Of course, every year at the European Forces Swim League, there are those who figurately make a splash as well. That was certainly true Saturday in the first day of the two-day event featuring about 500 swimmers ranging from 6 years old to 19.
A handful of swimmers always seemed to be not only racing all day but doing well in those events.
The standings at the end of the first day saw the Kaiserslautern Kingfish with 1,007 points, the Stuttgart Piranhas in second with 426 and the NATO Marlins International with 366.5.
Leading the Kingfish in points is 17-year-old Abigail Furqueron with 80 points. She took first place in all her events (100-meter freestyle, 100 butterfly, 100 breaststroke, 400 freestyle, mixed 15-19 200 medley relay). Right behind her was 16-year-old Tyler Peng with 77 points and triumphs in all his events (100 butterfly, 100 breaststroke, 400 freestyle, mixed 15-19 200 medley relay) except the 15-16 100-meter freestyle, where he placed second.
Leading the Piranhas in points were 17-year-old Kyle Stevenson with 67 points, 16-year-old Mia McBride with 54 and 8-year-old Madeline Crabtree with 52 (8-and-under 50 butterfly first, 50 breaststroke second, 200 freestyle fourth and mixed 10-and-under 200 medley relay, 12th).
“This is one of two opportunities where high schoolers get to compete against their peers from across the league,” Kingfish President Jim Bradford said. “This is our [European] version of a state championship.”
This year’s version is a bit more high-tech outside the pool as well: a Snapchat filter has been set up specifically for the EFSL championships.
“I thought it was a great fun thing to do, just making sure we get the word out to the kids– they are always taking selfies,” Diana Stuart, the Kingfish vice president, said.

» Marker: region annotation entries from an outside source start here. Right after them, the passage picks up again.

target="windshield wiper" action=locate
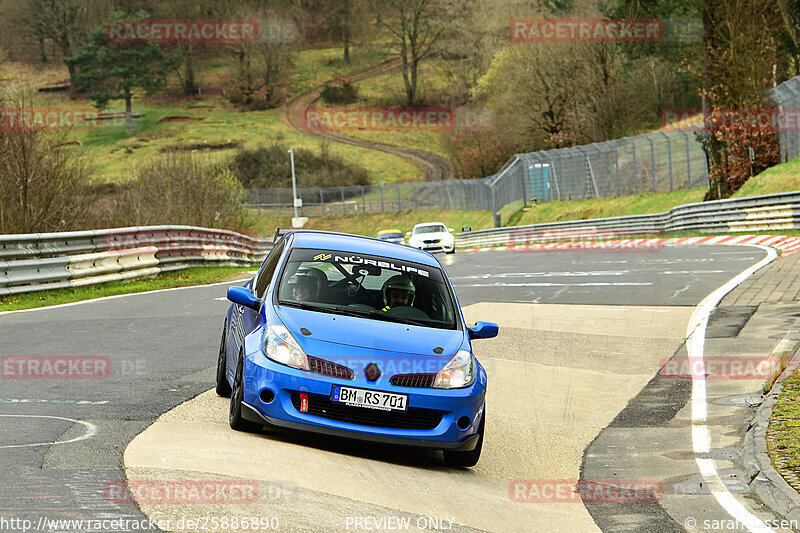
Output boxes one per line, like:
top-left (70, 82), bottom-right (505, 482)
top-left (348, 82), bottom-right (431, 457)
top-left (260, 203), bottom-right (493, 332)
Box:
top-left (278, 300), bottom-right (434, 328)
top-left (337, 307), bottom-right (431, 328)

Several swimmers said they were taking advantage of the chance to show off on social media with their friends back in their respective military communities and elsewhere.
One of them was Ben Heath, a seventh-grader who swims with the Kingfish.
“I’ve been here [Eindhoven] a lot, I do get to see a lot of my friends from my old swim team,” Heath said. He was previously stationed in Vicenza, Italy. Teams from Italy were questionable to make the trip earlier in the week due to coronavirus outbreaks in that country, but Stuart said they made the trip.
The championships wrap up Sunday afternoon.